■■■■■ 2012.10.8 ■■■■■

  科学技術系雑誌を電子化させたくない人だらけ

絶版になっている自著作を、「たとえ10人の人が読むのでもいいですから どこでも誰でも わずかな経費で読めるようになって欲しいと 思ってしまいます。」・・・分生・生化界の重鎮の方の発言。かれこれ2年以上も前のこと。
もちろん、その後、さっぱり進展なし。これぞまししく日本らしさそのもの。
本来なら、科学分野で活動する人にとっては、本や雑誌を沢山抱えざるを得ないから電子書籍化に一番乗り気になるものだが、日本は真逆なのが実に面白い。

上記の発言のきっかけは、2010年1月号をもって、日本語の総説誌「蛋白質 核酸 酵素」(共立出版)が消えたこと。実は、その一寸前にも、「ゲノム医学」(メディカルレビュー社 2009年10月号)が無くなったのだが。

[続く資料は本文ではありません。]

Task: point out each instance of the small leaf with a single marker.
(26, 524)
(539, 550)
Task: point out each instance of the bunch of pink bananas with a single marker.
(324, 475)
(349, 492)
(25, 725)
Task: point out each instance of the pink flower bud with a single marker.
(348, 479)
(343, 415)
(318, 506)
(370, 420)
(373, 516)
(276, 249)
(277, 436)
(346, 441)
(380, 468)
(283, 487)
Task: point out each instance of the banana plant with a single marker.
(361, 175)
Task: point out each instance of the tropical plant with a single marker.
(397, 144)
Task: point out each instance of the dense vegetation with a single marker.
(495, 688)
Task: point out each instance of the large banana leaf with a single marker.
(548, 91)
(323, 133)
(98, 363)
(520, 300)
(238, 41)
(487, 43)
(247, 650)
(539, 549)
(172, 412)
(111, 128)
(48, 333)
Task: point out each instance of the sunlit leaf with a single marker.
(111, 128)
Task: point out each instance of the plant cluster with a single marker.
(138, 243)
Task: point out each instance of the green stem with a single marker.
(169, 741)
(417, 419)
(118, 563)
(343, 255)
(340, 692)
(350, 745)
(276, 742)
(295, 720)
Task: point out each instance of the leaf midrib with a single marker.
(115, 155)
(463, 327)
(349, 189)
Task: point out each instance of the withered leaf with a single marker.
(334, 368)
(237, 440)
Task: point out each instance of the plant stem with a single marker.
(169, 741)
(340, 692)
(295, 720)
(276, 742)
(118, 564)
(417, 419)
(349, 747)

学者なら、皆、こんな流れを残念がると思いがちだが、おそらく、それは大間違い。包括的なレビューやポイントをついたエッセイを書く学者はどちらかと言えば例外的存在。そのような著作を毛嫌いする人の方が多いのである。学生が商業学術誌で幅広い知識を得るような流れを快く思わない学者だらけといってよいだろう。
その理由は単純。下手をすれば自分の権威が揺らぎかねないし、学生が自分に与えられた研究テーマに疑問を感じたりして、他の研究分野に転向しかねないからである。もっとも、それだけの能力がある学生は僅からしいが。ともあれ、優秀な研究者が自由自在に動き始める切欠になりかねない動きは不快ということ。
従って、学生も、処世術上、できる限り一般雑誌的風合いの商業学術誌は手にしない。
これが日本の科学界の現実では。

もっとも、産業界に比較的近い、工学分野では、そんな状況を早くに脱している筈。しかし、論文誌の電子化に率先して踏み切っているとは言い難い状況。電気学会論文誌(オーム出版)や日本機械学会論文集(丸善出版)が消えたのは、2011年3月号、2011年12月号とつい最近の話。
出世のポイントにならない印刷物としての日本語学内誌(紀要)も未だに健在。(英語の場合は、書き込み余地がないと、自分の領域から離れると、なかなか読みにくく、わからないでもないが。)外部の目には、大学同士互いに無料で配りあって、嬉しがっているとしか映らない。どうしても公表したいのなら、何故、電子化で済ませないのか理解に苦しむ。
医学界の雄、慶応医学部は出版を止めたようだが、そのお金を他に回そうというのはまさに正論。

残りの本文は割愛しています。